The central bank — an independent arm of the government — generally sets the tone for what commercial lenders charge their customers.
For example, the commercial banks' prime rate (currently 3.0 per cent) is currently two percentage points above the Bank of Canada's target overnight rate, which has been at one per cent since September 2010.
The prime rates, in turn, are used to set some mortgage rates — particularly for variable-rate mortgages and those specifically tied to the prime rate.
Other, longer-term mortgage rates are less influenced by the Bank of Canada's actions and more by how 10-year Canada bonds are trading.
To add another wrinkle to the picture, credit card interest rates charged on balances owing tend to remain much higher than mortgage rates no matter what the central bank has decided.
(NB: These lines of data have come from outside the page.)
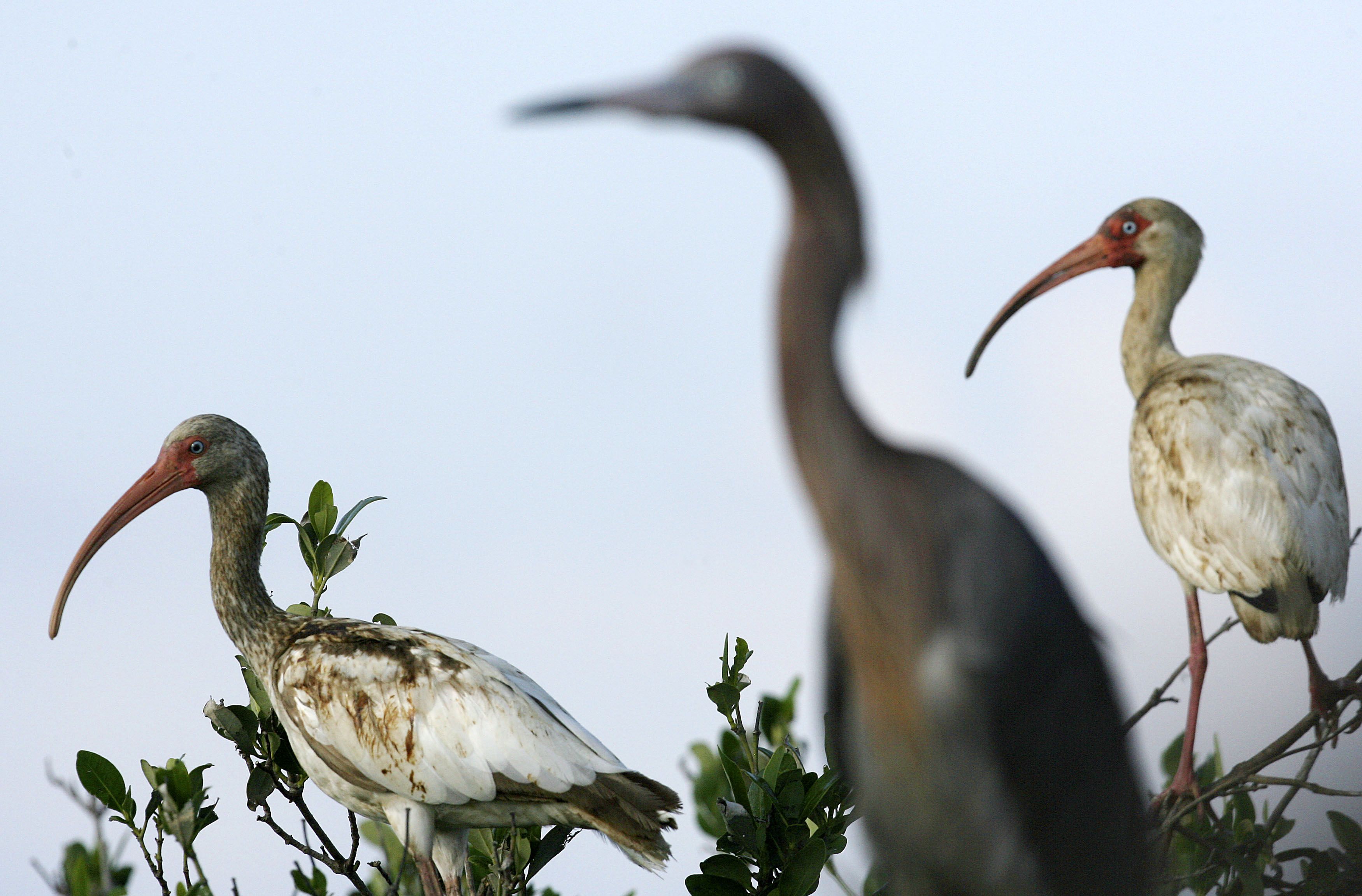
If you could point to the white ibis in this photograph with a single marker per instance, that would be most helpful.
(967, 699)
(430, 735)
(1234, 466)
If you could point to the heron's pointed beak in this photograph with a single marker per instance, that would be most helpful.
(1087, 256)
(161, 481)
(669, 97)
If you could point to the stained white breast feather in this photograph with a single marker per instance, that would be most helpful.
(431, 718)
(1237, 477)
On the flip side, for consumers who would like to get interest payments from their investments or retirees who depend on pension benefits, the era of low interest rates has been tough.
The Bank of Canada and other central banks have kept their benchmark rates low in order to stimulate borrowing and spending during a time of economic upheaval.
The unintended consequence, however, has been for consumers to borrow heavily rather than save their money — resulting in record-high levels of household debt in Canada as well as a willingness to take on larger mortgages to buy real-estate.
Bank of Canada governor Mark Carney, among others, has warned that the low interest rates can't stay forever. He has said consumers should be disciplined and avoid taking on more debt than they can afford, even if intereat rates go higher.
The survey, commissioned by the CICA, found that roughly 60 per cent of those surveyed save less than 10 per cent of their monthly income.
It also found that nearly 40 per cent of respondents believe they will still be paying down their debt after they turn 65, an age that often marks the beginning of retirement.
The poll is considered accurate to within 3.1 percentage points, 19 times out of 20.
"Canadians need to reduce and minimize debt, they need to save more, they certainly need to spend less and spend within their means," said Cheung.
"But there is growing evidence that people are paying closer attention to their financial matters," he added.
About 39 per cent of respondents said they have improved their financial situation over the past year, citing reduced debt, increased household earnings and better money management skills.
Cheung urged Canadians to start saving money earlier, pay down debt quickly, consolidate their debt at a lower interest rate and budget for their purchases.
"It's a bit like getting in shape," said Cheung.
"It's easy to put on weight, just like it's easy to spend more and take on more debt. But the important thing to realize is that it's never too late to get into shape, or get your finances in order. It requires discipline, hard work and tough choices."